En otros términos: a ningún factor real
de poder le interesa atacar seriamente la corrupción. El sistema en su conjunto
es corrupto. Si no, no se podrían pagar los sueldos de hambre que se pagan, y
en una inmensa mayoría de casos ni siquiera cancelando lo fijado por la ley. Si
se quisiera atacar realmente la corrupción como gran mal que corroe la
sociedad, no vendrían capitales multinacionales a instalarse en estas tierras
“salvajes” donde se pagan salarios 4, 5 o 6 veces menores que en los países
centrales, donde están exonerados de impuestos y donde no existe el más mínimo
control medioambiental (¡por todo eso y nada más que por eso es que vienen!)
Si se quisiera trabajar de verdad contra
la corrupción habría que replantear totalmente los modelos de desarrollo
vigentes, en sí mismos tremendamente corruptos. ¿Por qué Cristina Fernández, en
Argentina, o Dilma Roussef, en Brasil, son corruptas y pueden ser atacadas en
nombre de la transparencia y la sana democracia, y no lo son Juan Manuel Santos
en Colombia, o no lo era Álvaro Uribe (o no se quería que lo fuera, más allá de
figurar en las listas de narcotraficantes de la DEA? ¿Por qué no lo era Manuel
Antonio Noriega en Panamá cuando era agente de la CIA, y sí lo fue cuando cayó
en desgracia con la política estadounidense? En Guatemala: ¿por qué era un
corrupto el ex presidente Alfonso Portillo –que intentó fijar impuestos a los
monopolios nacionales– y no lo es el ex presidente y ahora alcalde Álvaro Arzú,
que dio luz verde a la venta leonina de empresas públicas? En otras latitudes:
¿por qué son “monstruos impresentables y los peores corruptos del mundo”
Mohamed Khadaffi o Saddam Hussein, o el actual presidente de Siria Bashar
al-Asad y no lo son los medievales y poligámicos monarcas de Arabia Saudita? El
epígrafe con que abrimos el presente escrito permite ver el doble discurso en
juego.
En nombre de la lucha contra ese flagelo
terrible, esa nueva “plaga bíblica” que pareciera ser la corrupción, puede
hacerse cualquier cosa.

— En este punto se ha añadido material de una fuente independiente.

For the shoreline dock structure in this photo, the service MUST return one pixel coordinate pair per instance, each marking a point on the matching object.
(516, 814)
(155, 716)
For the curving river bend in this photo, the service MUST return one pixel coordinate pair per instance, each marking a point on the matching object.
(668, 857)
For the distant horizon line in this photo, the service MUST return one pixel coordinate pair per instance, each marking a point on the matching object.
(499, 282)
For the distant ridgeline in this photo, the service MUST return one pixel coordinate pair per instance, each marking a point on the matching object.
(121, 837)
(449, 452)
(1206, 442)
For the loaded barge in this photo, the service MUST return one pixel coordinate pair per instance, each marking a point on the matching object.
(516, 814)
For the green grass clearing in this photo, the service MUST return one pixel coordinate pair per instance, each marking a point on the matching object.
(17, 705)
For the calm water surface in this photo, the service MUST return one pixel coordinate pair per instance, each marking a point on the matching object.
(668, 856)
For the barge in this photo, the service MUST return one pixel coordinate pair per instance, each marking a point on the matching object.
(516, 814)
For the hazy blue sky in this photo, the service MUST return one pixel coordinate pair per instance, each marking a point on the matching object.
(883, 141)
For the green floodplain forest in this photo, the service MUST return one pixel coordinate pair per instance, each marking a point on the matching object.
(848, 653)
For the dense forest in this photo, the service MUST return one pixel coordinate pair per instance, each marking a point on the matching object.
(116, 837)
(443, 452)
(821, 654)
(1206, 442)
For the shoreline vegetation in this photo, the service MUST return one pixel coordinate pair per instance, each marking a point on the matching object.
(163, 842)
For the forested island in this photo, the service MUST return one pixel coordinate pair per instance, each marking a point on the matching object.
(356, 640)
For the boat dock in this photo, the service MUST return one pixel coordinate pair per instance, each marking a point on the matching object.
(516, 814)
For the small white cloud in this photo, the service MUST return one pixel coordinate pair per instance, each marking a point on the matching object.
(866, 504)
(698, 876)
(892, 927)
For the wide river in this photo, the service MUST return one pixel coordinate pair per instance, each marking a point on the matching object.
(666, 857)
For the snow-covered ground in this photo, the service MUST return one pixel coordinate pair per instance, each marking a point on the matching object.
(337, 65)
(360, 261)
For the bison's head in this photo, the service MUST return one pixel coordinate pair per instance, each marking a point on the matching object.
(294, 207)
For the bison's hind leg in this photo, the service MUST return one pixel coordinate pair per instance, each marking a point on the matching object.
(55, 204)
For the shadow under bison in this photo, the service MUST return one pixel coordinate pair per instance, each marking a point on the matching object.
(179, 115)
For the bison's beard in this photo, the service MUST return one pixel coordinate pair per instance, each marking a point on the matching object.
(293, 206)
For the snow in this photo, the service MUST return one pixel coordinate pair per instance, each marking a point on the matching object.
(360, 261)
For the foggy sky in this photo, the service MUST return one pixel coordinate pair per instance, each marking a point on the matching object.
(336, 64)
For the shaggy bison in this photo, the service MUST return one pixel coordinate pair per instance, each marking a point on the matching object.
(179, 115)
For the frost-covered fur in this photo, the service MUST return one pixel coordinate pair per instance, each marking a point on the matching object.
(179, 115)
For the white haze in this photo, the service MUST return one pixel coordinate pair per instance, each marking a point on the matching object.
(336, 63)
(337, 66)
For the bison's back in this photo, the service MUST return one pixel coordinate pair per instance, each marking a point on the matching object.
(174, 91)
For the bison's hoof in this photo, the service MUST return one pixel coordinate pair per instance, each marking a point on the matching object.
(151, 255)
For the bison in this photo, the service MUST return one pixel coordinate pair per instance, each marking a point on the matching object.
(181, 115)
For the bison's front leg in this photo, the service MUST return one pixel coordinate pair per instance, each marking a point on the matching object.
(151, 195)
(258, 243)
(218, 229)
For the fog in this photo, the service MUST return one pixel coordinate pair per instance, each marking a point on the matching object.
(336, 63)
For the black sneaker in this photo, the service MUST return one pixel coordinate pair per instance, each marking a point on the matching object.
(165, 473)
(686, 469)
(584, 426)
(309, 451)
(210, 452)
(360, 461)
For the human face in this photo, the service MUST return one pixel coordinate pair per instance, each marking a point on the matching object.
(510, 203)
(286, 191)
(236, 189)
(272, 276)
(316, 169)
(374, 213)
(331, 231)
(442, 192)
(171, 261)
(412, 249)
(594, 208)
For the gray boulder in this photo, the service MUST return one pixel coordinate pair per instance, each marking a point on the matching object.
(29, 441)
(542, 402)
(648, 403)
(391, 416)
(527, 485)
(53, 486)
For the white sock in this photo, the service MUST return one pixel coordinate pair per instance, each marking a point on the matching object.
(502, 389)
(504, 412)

Hablar del combate contra ella es “democrático”,
“civilizado”, “modernizador”; hablar de las injusticias estructurales que la
propician: un atentado, un discurso trasnochado.

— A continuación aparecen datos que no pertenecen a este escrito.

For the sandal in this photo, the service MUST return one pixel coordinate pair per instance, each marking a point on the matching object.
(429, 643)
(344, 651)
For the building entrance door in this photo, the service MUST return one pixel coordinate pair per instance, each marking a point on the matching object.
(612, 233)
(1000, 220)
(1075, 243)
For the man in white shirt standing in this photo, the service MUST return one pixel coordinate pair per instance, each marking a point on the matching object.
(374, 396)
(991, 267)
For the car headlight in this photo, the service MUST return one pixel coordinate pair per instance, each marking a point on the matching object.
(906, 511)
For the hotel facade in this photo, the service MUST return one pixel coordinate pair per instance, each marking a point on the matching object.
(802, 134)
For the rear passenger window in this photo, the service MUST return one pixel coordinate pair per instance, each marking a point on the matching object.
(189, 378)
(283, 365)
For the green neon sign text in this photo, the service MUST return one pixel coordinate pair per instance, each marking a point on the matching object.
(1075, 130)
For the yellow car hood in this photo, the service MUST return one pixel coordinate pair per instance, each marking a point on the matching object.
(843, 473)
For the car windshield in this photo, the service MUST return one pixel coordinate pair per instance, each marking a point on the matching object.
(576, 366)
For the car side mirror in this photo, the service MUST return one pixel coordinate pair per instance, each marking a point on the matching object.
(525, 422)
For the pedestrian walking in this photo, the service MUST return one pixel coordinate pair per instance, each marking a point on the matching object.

En Guatemala, producto de la manipulación
en parte, pero porque hay un enorme descontento de la población también, esa
mecha prendió y llegó a sacar más de 100.000 personas a la calle, protestando
con fuerza. Quizá es imposible decir que esa movilización sacó de la
presidencia a Pérez Molina. Más parece que había allí un guión preparado. La
cuestión es que se ve que existe un gran descontento, una gran frustración en
la población. Sin quedarnos en la ingenua protesta contra la corrupción, ¿cómo
ir más allá de esa protesta y empezar a plantearnos cambios más sustanciales?